| Version | Supported |
|---|---|
| 1.0.x | ✅ |
| < 1.0 | ❌ |
We support the latest minor release. Please upgrade before reporting issues.
Please do not open a public issue for security vulnerabilities.
Instead, report privately through GitHub:
- Go to the repository's Security tab → Report a vulnerability (Private vulnerability reporting).
- Describe the issue, affected version/commit, and reproduction steps.
If private reporting is unavailable, contact the maintainers via the iPmartNetwork organization.

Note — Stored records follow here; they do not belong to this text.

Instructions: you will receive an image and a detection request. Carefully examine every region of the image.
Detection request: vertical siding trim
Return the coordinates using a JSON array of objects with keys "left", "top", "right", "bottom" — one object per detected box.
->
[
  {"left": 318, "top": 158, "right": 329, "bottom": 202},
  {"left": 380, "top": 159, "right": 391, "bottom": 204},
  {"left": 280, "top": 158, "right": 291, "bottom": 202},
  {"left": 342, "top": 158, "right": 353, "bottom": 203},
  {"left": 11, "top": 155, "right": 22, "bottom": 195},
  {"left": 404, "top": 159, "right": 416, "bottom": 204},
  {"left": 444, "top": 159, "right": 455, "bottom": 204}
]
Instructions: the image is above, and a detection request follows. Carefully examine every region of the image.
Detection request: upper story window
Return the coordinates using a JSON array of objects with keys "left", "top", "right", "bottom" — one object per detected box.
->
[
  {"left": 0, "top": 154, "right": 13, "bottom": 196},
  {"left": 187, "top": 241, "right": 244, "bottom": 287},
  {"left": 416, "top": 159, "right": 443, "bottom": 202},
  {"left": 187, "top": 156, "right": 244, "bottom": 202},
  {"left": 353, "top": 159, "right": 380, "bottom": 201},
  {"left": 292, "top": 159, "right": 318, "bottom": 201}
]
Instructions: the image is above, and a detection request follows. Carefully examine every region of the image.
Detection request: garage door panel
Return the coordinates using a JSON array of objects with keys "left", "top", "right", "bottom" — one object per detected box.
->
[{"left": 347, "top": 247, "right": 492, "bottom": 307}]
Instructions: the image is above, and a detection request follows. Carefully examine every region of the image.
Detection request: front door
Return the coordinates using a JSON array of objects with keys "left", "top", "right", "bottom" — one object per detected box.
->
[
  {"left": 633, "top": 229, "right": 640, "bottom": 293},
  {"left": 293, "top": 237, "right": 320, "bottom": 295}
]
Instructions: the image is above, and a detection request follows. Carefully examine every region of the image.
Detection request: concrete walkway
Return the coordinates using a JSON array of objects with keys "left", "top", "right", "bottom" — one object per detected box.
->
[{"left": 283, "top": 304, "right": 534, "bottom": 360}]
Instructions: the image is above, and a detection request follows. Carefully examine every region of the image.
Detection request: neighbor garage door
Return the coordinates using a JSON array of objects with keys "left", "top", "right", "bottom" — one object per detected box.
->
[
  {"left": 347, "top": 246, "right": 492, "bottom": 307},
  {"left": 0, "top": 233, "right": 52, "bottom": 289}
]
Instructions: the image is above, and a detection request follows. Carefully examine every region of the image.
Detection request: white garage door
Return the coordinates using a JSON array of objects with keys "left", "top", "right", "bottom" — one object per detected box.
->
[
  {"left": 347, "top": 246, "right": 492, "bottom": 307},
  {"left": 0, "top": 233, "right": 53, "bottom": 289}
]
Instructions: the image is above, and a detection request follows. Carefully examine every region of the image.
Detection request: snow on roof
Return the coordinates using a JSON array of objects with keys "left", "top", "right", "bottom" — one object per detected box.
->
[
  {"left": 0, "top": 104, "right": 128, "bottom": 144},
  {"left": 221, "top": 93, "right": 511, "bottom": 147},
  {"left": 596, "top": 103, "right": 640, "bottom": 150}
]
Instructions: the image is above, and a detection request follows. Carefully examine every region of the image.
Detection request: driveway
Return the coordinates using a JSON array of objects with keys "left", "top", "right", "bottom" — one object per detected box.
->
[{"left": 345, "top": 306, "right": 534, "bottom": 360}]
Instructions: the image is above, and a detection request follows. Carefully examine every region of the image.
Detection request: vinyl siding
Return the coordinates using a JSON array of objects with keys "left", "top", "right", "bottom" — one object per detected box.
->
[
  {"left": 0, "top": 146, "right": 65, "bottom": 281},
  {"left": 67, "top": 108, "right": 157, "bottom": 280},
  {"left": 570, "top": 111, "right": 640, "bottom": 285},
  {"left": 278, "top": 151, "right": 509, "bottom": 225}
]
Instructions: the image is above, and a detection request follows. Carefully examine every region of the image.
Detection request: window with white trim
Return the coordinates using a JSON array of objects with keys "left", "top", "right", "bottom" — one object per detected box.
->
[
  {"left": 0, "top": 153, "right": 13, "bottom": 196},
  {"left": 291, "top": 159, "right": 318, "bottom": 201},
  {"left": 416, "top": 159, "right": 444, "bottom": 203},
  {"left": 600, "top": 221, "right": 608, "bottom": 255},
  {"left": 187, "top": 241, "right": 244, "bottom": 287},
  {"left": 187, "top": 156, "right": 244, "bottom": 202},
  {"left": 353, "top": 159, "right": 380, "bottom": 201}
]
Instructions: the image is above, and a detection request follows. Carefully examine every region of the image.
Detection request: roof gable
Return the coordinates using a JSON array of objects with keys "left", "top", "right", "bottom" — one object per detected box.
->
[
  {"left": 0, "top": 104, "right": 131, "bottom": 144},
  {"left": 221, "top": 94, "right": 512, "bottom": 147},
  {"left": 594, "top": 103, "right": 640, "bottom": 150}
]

- Acknowledgement within 72 hours.
- An assessment and, for confirmed issues, a fix timeline.
- Coordinated disclosure once a patch is available — we'll credit you unless you prefer to remain anonymous.
Because VortexUI manages proxy infrastructure, we are especially interested in:
- Authentication / authorization bypass (JWT, RBAC, 2FA, API tokens)
- Panel ↔ node mTLS or gRPC weaknesses
- Subscription token leakage or enumeration
- Privilege escalation between admins/resellers
- Injection (SQL, command, template) and SSRF in routing/geo updates
Out of scope: issues requiring a compromised host/root, and findings in third-party cores (Xray-core, sing-box) — report those upstream.